Massive fishponds in the areas now called the Wailupe and Niu penninsulas once helped feed many people, but they are gone. Chris Cramer, who teaches Spanish at the Honolulu Waldorf School, is dedicating his free time to preserving the remaining ones.
He co-founded the Maunalua Fishpond Heritage Center in 2007, just as the state planned to auction its ownership of the last two shoreline fishponds in Honolulu: Kalauha‘iha‘i and Kanewai. “We realized we could provide a positive alternative by bringing community stewardship to these historic treasures,” he explains.
One of the first things Cramer did was find old pond keepers and kupuna who were around when the ponds were thriving. These people were the living links to centuries of knowledge that was on the brink of being permanently lost.
Film maker Ann Marie Kirk contributed to these efforts.
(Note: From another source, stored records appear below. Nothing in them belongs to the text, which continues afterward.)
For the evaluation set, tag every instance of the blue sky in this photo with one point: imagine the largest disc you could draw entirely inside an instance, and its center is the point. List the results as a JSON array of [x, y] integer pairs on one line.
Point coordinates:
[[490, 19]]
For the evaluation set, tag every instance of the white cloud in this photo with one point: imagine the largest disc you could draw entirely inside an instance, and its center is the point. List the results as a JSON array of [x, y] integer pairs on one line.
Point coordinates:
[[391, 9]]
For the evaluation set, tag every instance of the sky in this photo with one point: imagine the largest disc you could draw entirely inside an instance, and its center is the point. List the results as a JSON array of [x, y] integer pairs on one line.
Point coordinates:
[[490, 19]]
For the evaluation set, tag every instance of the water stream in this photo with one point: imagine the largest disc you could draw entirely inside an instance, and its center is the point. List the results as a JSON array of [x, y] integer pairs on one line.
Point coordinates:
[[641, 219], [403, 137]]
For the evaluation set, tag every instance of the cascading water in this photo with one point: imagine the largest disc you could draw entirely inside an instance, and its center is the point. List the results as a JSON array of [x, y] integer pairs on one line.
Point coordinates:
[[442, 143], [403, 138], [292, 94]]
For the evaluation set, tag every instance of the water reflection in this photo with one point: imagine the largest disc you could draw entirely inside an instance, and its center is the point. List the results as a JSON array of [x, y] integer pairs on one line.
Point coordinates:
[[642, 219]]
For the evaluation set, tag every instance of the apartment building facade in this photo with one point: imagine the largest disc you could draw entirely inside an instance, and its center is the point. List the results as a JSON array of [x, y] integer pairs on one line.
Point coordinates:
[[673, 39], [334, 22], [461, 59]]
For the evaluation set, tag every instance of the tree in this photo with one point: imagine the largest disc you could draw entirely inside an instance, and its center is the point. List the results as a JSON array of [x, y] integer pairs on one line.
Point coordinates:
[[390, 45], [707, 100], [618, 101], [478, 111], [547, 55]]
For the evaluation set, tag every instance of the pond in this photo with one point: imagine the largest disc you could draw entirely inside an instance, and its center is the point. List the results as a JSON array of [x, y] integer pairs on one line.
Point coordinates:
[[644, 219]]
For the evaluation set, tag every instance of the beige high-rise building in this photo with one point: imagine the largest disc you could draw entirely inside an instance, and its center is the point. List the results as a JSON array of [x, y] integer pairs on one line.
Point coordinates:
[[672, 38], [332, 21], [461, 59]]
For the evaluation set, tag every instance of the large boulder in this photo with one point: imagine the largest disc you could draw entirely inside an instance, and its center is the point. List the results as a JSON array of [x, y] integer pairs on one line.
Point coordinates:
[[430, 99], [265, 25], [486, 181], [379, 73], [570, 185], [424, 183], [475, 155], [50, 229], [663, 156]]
She created the Maunalua Historical Website, www.maunalua.net, recounting a time when massive fishponds made Maunalua Bay a famous fishery. “Fish would sometimes even cover the road, igniting a frenzy as motorists rushed to scoop them up,” the site reads.
During the ’50s and ’60s, the ponds were filled to make room for housing, ending the fishpond era. The remnants of the former Maunalua Pond are now the community of Hawaii Kai and the Hawaii Kaii Marina, Cramer says. The 523-acre Keahupua-o-Maunalua was the largest fishpond in the Hawaiian Islands.